Les projectiles blessèrent l'un des colleurs d'affiche à la jambe.
Le 6 juin 1990, une information contre X fut ouverte pour tentatives
d'assassinat.
Le 13 octobre 1990, le juge d'instruction inculpa B. Celui-ci
désigna alors le requérant comme étant le commanditaire de l'affaire.
Le 22 octobre 1990, le requérant fut inculpé de complicité de
tentatives d'assassinat et placé en détention provisoire. Sur appel du
requérant, la chambre d'accusation de la cour d'appel d'Aix-en-Provence
confirma la mise en détention provisoire du requérant par arrêt du
8 novembre 1990, en relevant notamment :
"Qu'en effet, il est établi qu'un contentieux existait entre
[le requérant et l'une des victimes] ;
Que [le requérant] est formellement mis en cause par les
co-inculpés ;
Qu'il a reconnu devant les services de police faire crédit aux
nommés B. et G. (...) ;
Qu'il a également admis avoir des relations
extra-professionnelles avec la bande (...) ;
Qu'ainsi les rapports qu'il entretenait avec les individus qui
le mettent en cause sont loin d'être clairement définis".

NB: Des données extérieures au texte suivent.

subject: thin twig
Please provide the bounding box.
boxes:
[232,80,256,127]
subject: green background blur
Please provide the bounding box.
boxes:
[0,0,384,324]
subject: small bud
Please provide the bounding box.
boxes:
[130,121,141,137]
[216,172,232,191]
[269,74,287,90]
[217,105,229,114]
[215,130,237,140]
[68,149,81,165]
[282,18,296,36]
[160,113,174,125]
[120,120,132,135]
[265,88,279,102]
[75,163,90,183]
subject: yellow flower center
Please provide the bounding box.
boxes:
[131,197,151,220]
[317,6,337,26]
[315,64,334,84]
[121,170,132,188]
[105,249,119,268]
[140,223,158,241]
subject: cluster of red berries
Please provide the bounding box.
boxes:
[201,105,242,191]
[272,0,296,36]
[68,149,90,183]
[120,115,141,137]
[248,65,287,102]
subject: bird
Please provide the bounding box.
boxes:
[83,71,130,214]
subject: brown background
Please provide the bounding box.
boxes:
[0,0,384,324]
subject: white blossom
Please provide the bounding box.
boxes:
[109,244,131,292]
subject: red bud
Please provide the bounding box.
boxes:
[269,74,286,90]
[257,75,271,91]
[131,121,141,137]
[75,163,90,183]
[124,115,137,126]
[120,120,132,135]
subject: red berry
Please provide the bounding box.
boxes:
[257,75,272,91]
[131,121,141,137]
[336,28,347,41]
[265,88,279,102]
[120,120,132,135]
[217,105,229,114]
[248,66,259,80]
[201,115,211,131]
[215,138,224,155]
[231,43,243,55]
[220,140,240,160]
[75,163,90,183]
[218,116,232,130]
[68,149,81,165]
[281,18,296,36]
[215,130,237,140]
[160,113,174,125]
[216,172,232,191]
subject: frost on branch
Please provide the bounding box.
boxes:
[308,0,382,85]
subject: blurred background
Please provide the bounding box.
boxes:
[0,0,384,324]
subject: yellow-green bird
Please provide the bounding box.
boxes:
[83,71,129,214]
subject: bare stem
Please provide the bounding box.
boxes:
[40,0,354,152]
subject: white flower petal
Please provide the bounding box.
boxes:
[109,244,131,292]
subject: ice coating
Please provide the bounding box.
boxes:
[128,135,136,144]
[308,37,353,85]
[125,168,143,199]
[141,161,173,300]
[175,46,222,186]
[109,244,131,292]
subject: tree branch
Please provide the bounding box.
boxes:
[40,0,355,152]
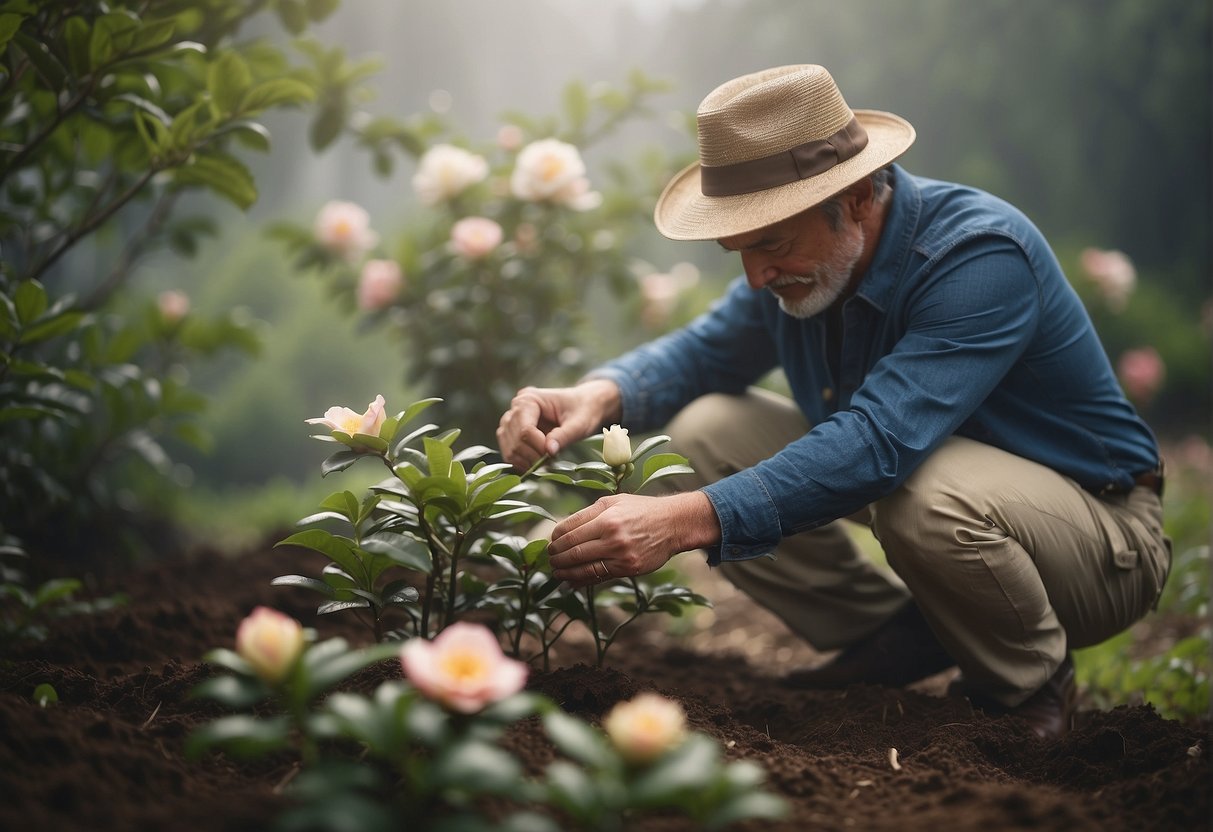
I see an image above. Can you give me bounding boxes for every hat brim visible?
[653,110,915,240]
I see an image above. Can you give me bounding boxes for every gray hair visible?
[818,167,893,232]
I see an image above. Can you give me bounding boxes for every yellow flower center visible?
[439,653,489,683]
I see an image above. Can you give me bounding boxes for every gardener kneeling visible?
[497,65,1171,739]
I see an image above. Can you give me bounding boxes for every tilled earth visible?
[0,546,1211,832]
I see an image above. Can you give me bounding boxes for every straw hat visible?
[654,64,915,240]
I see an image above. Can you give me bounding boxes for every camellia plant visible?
[187,608,785,832]
[273,72,666,437]
[273,395,708,666]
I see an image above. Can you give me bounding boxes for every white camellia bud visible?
[603,691,687,765]
[400,621,526,713]
[303,395,387,437]
[412,144,489,205]
[603,424,632,468]
[235,606,303,684]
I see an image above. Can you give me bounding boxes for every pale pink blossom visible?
[603,691,687,764]
[497,124,523,153]
[412,144,489,205]
[235,606,303,683]
[509,138,602,211]
[303,395,387,437]
[400,621,526,713]
[1080,249,1137,312]
[1116,347,1167,404]
[451,217,503,260]
[357,260,404,312]
[312,200,378,261]
[156,289,189,324]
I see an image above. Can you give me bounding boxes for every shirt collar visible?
[855,165,922,312]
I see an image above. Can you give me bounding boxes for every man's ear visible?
[842,176,876,222]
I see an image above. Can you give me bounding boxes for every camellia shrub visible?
[272,72,679,437]
[187,608,786,832]
[0,0,390,569]
[273,395,708,667]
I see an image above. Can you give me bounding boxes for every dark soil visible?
[0,547,1211,832]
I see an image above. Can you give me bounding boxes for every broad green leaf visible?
[173,152,257,209]
[13,280,47,326]
[632,734,721,805]
[269,575,335,598]
[542,711,615,768]
[206,51,252,116]
[431,740,523,796]
[275,529,365,579]
[240,78,315,114]
[425,437,454,478]
[320,491,359,523]
[186,714,290,759]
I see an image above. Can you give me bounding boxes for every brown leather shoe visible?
[947,654,1078,741]
[780,600,956,689]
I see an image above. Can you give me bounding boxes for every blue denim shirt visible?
[591,166,1158,564]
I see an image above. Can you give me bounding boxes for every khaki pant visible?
[666,389,1171,706]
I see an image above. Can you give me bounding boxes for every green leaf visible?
[274,529,365,579]
[186,714,290,759]
[269,575,336,598]
[173,152,257,209]
[189,676,269,710]
[361,531,434,575]
[206,51,252,118]
[542,711,615,768]
[240,78,315,113]
[431,740,523,796]
[13,280,47,326]
[33,682,59,708]
[632,734,721,805]
[320,449,366,477]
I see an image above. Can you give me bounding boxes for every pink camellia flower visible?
[357,260,404,312]
[156,290,189,324]
[603,691,687,764]
[303,395,387,437]
[400,621,526,713]
[1080,249,1137,312]
[412,144,489,205]
[509,138,602,211]
[451,217,503,260]
[1116,347,1167,404]
[235,606,303,684]
[312,200,378,261]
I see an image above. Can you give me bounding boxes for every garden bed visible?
[0,547,1211,832]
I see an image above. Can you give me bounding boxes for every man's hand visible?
[547,491,721,588]
[497,378,620,471]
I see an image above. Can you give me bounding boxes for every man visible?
[497,65,1171,739]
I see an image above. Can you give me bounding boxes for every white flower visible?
[509,138,602,211]
[603,424,632,468]
[400,621,526,713]
[357,260,404,312]
[412,144,489,205]
[303,395,387,437]
[235,606,303,683]
[451,217,503,260]
[603,693,687,764]
[156,290,189,324]
[312,200,378,261]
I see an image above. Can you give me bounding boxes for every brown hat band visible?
[699,116,867,196]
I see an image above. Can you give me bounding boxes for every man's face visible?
[719,207,864,318]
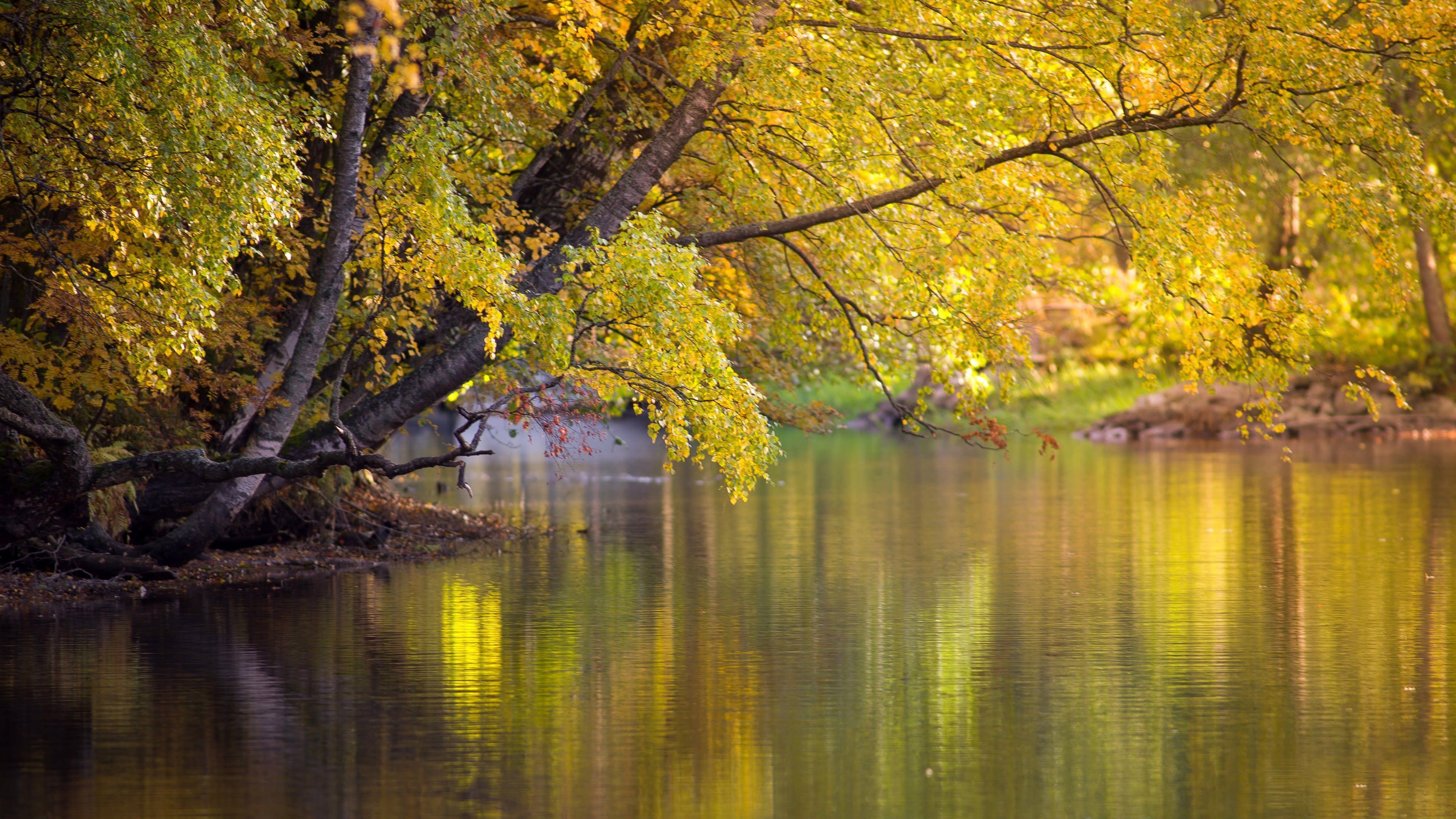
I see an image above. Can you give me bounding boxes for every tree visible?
[0,0,1456,564]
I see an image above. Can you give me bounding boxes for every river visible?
[0,425,1456,819]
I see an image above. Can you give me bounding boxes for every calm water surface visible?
[0,433,1456,819]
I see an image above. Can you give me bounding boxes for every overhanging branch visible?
[673,178,945,248]
[673,50,1246,248]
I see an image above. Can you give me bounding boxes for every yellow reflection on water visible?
[0,437,1456,819]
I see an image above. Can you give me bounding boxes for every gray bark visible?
[146,10,380,565]
[1415,223,1453,356]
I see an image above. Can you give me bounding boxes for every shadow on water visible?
[0,424,1456,819]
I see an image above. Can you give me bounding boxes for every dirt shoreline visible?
[1073,376,1456,443]
[0,491,524,617]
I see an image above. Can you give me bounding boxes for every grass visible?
[785,373,910,420]
[987,363,1178,433]
[786,361,1178,433]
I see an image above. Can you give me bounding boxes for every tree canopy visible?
[0,0,1456,563]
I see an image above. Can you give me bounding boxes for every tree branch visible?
[89,446,495,490]
[673,176,945,248]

Au cours du mois de novembre 1990, le juge d'instruction entendit
le requérant, trois de ses coïnculpés et une des personnes visées par
l'agression du 1er juin 1990, qui s'était entre-temps constituée partie
civile.
Le 20 novembre 1990, le juge d'instruction rejeta une demande de
mise en liberté du requérant. Le 6 décembre 1990, sur appel du requérant,
la chambre d'accusation de la cour d'appel d'Aix-en-Provence infirma
cette décision et ordonna la mise en liberté sous contrôle judiciaire du
requérant.
Le 14 décembre 1990, le juge d'instruction désigna un expert afin
de procéder à un examen psychiatrique et psychologique de B.
Le 18 décembre 1990, B. fut entendu et confronté à deux de ses
coïnculpés. Ces derniers furent remis en liberté par le juge
d'instruction le 11 janvier 1991.
Deux autres personnes, A. et D., furent alors inculpées et
confrontées à B. le 21 janvier 1991.
B. fut à nouveau entendu le 31 janvier 1991.
Le rapport de l'expert concernant B. (examen psychiatrique et
psychologique) fut déposé en février 1991.
Les 26 février et 8 mars 1991, le juge d'instruction entendit deux
des personnes visées par l'agression du 1er juin 1990 et qui s'étaient
entre-temps constituées parties civiles.
D. fut à nouveau entendu le 28 février 1991, puis confronté avec A.
le 28 mars 1991.
Le 21 mai 1991, le juge d'instruction prit une ordonnance de
complément d'expertise en vue d'une reconstitution et délivra une
commission rogatoire. La reconstitution et le transport sur les lieux
eurent lieu le 15 juin 1991.
En juillet 1991, B., A. et D. furent à nouveau interrogés.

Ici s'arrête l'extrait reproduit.